The Portfolio/Strategic link (blue arrow)
There is a close link between the portfolio management processes  and strategic planning – what’s actually happening in the organisation’s existing projects and programs is one of the baselines needed to maintain an effective strategic plan (others include the current operational baseline and changes in the external environment). In the other direction, the current/updated strategy informs the portfolio decision making processes. The strategic plan is the embodiment of the organisation’s intentions for the future and the role of portfolio management is to achieve the most valuable return against this plan within the organisation’s capacity and capability constraints.

Routine inputs to the Strategic Plan (light green arrows)
The routine inputs to the strategic planning process come from the ‘organisation’ and include requirements, opportunities, enhancements and process innovations (eg, new software releases). These basic inputs are the core information required for strategic planning and form the majority of the new information in each update of the strategy.

The Innovation / Strategic Plan loop (light blue arrows)
This is the first of the more complex spaces – innovative ideas can come from anywhere in the business and are actively encouraged by leading organisations such as Google and 3M. Conversely, an organisational objective may require innovation to allow it to come to fruition.
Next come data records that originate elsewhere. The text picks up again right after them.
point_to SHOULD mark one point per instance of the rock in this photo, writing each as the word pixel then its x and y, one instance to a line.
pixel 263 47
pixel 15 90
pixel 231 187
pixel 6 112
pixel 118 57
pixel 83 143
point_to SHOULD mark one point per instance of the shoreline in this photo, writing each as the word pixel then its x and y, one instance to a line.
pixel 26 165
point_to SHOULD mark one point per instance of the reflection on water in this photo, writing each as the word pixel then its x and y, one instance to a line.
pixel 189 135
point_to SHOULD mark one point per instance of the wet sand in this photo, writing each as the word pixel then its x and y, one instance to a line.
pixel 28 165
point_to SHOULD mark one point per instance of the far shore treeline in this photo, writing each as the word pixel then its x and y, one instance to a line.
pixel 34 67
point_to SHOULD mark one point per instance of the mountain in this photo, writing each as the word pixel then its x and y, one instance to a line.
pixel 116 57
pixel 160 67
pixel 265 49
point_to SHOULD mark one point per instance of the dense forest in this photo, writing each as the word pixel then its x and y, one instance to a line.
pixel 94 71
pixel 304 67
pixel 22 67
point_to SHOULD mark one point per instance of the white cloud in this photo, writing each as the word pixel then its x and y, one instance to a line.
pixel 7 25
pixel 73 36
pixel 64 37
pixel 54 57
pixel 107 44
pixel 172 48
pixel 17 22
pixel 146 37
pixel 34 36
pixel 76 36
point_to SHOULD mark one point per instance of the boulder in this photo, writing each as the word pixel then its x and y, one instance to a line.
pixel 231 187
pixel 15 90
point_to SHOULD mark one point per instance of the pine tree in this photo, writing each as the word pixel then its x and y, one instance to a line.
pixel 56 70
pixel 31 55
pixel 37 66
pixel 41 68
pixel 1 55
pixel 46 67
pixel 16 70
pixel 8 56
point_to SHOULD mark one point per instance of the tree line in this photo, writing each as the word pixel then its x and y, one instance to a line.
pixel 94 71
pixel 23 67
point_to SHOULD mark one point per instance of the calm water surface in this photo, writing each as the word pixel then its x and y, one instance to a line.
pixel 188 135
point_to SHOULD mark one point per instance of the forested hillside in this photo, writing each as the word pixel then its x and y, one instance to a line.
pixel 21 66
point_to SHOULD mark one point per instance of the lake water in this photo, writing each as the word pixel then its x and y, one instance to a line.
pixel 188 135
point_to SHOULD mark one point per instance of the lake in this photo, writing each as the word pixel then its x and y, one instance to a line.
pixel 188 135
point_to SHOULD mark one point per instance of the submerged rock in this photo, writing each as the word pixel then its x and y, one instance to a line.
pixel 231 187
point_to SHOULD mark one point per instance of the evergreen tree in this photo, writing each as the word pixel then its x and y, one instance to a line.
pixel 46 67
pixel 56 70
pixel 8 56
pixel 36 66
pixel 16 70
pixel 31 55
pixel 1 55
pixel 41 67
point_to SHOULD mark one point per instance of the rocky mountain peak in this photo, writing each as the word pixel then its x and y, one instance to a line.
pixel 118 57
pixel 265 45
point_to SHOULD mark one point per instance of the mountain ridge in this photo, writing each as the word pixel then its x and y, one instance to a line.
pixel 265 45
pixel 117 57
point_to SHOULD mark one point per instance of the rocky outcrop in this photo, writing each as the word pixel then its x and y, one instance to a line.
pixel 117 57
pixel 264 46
One of the most challenging objectives in recent times was Kennedy’s commitment to “before this decade is out, [land] a man on the moon and return him safely to earth.” The amount of scientific innovation required to achieve this objective was incredible.

The organisation’s governance processes and strategic development processes need to both encourage innovation whilst recognising that not every innovative idea will be appropriate for the overall development of the organisation. This requires the implementation of systems to encourage innovation, collect and sort innovative ideas and move the ‘right’ ideas into the strategic plan, where necessary revising and changing the plan to grab the innovative advantage.

The Feasibility loop (orange and yellow arrows)
Having innovative ideas and creative business cases is one thing, validating the feasibility of an idea is altogether different! The ability to test, validate and work-up innovative ideas into practical project specifications is a critical organisational capability. On mega projects the pre-feasibility and feasibility studies may in fact be significant projects in their own right involving considerable expenditure, feeding back to a gateway or portfolio management process to allow the next stage of the project to commence.

Several of the ‘gateways’ defined in most standard ‘gateway processes’ precede the commissioning of the main project and the organisation needs the capability to make informed decisions based on good quality information. This aspect of the value creation chain is industry specific and may be a central function or distributed across different business centres. What matters is the capability exists with the necessary skills to validate ideas and design projects ready for the more traditional project management processes to take over once the project is formally authorised.

Conclusion
The long term viability of any organisation depends on its ability to innovate. Traditional project and program management focus on doing the selected projects/programs ‘right’. But it is the ‘front end’ processes discussed in this post leading up to the investment decision that determine if the ‘right’ project is being selected for the ‘right’ reasons!

The effective governance of an organisation should require its management to invest sufficient skills and resources in these ‘front end’ processes to ensure a steady flow of innovative ideas, feeding into an effective and flexible strategic planning system, linked to a disciplined portfolio management process; to ensure the optimum mix of ‘right’ projects and programs are commissioned and supported.